Nigéria : La Banque Mondiale et le FMI mettent en garde le gouvernement contre un endettement excessif

20 avr 2017

La Banque Mondiale a plaidé pour un certain équilibre entre les exigences de financement du processus de développement et la nécessité de garder le contrôle sur la soutenabilité de la dette publique dans les pays africains, dont le Nigeria en particulier.

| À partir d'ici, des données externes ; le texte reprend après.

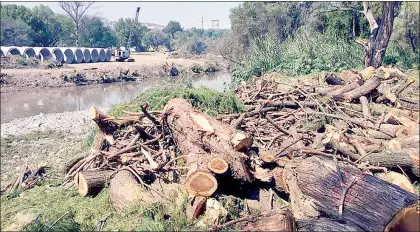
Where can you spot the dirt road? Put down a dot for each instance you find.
(146, 65)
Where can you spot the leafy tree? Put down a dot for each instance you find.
(76, 11)
(46, 27)
(97, 34)
(172, 28)
(154, 38)
(15, 32)
(252, 20)
(123, 28)
(66, 38)
(16, 12)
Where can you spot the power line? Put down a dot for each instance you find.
(215, 24)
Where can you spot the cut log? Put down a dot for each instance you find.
(410, 104)
(107, 128)
(214, 212)
(334, 80)
(241, 142)
(390, 129)
(408, 142)
(397, 179)
(350, 77)
(90, 183)
(366, 88)
(365, 106)
(203, 147)
(195, 207)
(367, 73)
(99, 142)
(405, 131)
(379, 134)
(401, 88)
(275, 220)
(217, 165)
(201, 183)
(408, 219)
(404, 158)
(125, 192)
(394, 118)
(366, 202)
(267, 156)
(344, 89)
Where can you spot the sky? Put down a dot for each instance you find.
(188, 14)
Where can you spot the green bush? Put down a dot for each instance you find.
(210, 101)
(401, 56)
(300, 55)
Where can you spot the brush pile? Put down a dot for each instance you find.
(336, 154)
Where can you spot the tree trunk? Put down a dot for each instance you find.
(360, 202)
(205, 140)
(125, 191)
(90, 183)
(380, 35)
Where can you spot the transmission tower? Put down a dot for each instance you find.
(215, 24)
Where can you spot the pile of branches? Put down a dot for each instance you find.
(339, 153)
(360, 115)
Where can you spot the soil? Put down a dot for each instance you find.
(146, 65)
(50, 148)
(19, 62)
(49, 139)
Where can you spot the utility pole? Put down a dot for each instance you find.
(215, 24)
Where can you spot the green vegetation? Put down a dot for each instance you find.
(299, 38)
(50, 203)
(207, 100)
(301, 54)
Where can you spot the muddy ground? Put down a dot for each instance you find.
(46, 139)
(146, 65)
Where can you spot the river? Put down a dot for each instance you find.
(23, 104)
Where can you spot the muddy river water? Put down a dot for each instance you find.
(27, 103)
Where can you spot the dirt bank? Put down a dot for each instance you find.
(45, 139)
(77, 122)
(146, 65)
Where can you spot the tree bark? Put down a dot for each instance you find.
(126, 191)
(365, 106)
(203, 138)
(366, 88)
(90, 183)
(366, 202)
(380, 35)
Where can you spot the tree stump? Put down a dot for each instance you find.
(366, 202)
(90, 183)
(205, 140)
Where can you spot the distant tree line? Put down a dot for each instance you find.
(40, 26)
(304, 37)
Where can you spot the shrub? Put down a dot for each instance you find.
(300, 55)
(209, 101)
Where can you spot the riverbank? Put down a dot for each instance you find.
(147, 65)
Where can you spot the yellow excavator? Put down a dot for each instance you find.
(124, 55)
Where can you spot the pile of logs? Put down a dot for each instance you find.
(337, 154)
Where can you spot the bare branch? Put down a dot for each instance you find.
(369, 16)
(338, 9)
(76, 11)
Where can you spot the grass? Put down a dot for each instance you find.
(301, 54)
(85, 213)
(49, 202)
(209, 101)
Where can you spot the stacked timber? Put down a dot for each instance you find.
(335, 154)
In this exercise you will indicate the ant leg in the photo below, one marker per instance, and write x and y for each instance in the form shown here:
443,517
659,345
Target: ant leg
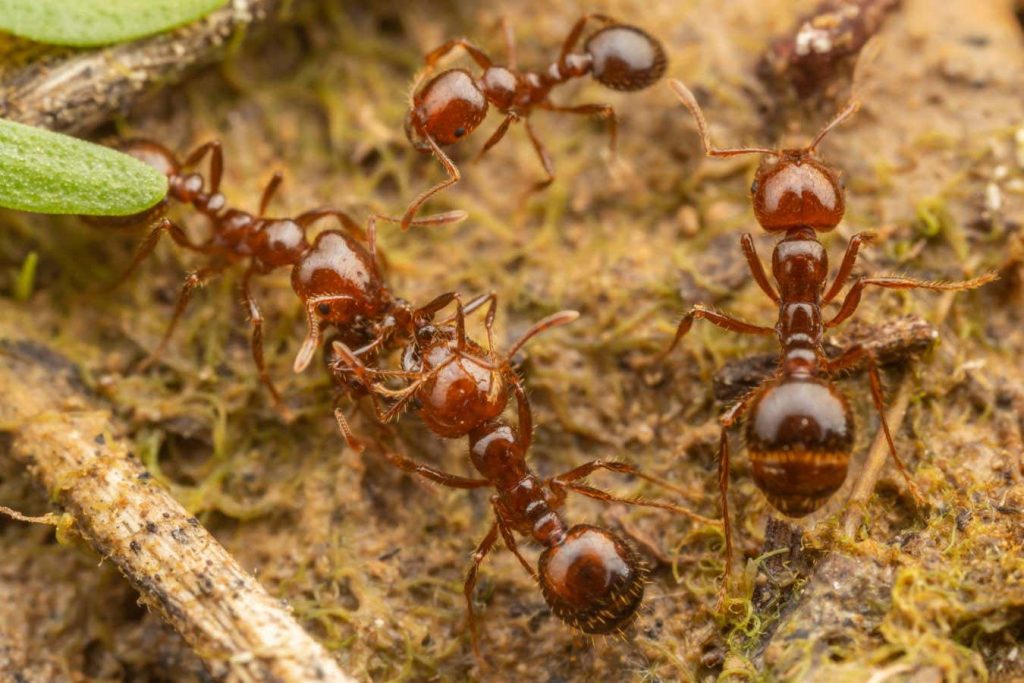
549,167
268,191
846,267
454,177
216,162
432,474
497,135
727,420
488,321
573,37
852,299
600,111
852,356
256,317
690,102
720,319
346,430
150,243
524,413
758,268
193,282
478,55
571,479
481,551
510,541
306,219
510,48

S'exprimant du siège de la Banque Mondiale à Washington, Albert Zeufack, l'économiste en chef de la région Afrique, a déclaré que " la bonne nouvelle pour le Nigéria, c'est que le ratio de la dette par rapport au PIB reste faible mais celui de la dette par rapport aux recettes fiscales est déjà élevé " ; dans un contexte où la croissance économique moyenne du continent s'avère faible alors que bon nombre de pays ont urgemment besoin des réformes pour stimuler les investissements et lutter contre la pauvreté. " La restructuration budgétaire va être difficile et le gouvernement doit être attentif à la nécessité d'équilibrer les efforts de développement du pays avec une politique d'endettement modéré ", a-t-il également affirmé. En effet, il est important que des dépenses incompressibles en faveur du développement soient engagées par le secteur public, mais la soutenabilité d'un tel engagement public reste conditionnée à la création d'un cadre réglementaire propice à la hausse de l'investissement privé domestique et étranger dans les pays en développement du continent africain. A ce propos, l'économiste en chef a souligné l'importance de poursuivre les investissements en infrastructures, secteur où des lacunes importantes existent en Afrique ; tout en investissant de manière significative dans la région afin de renforcer le commerce intra-régional, de stimuler la création de nouveaux emplois et d'accélérer de facto la croissance des économies africaines. Au même moment, le Fonds monétaire international (FMI) a déclaré que 66 % des recettes fiscales du Nigéria sont consacrées au service de la dette, et a appelé le pays à augmenter les impôts. Catherine Patillo, directrice adjointe et chef de la division de la politique fiscale et de la surveillance du FMI, a indiqué que le Nigeria avait besoin d'un important assainissement budgétaire et d'une amélioration du système fiscal afin de garantir la soutenabilité de sa dette publique.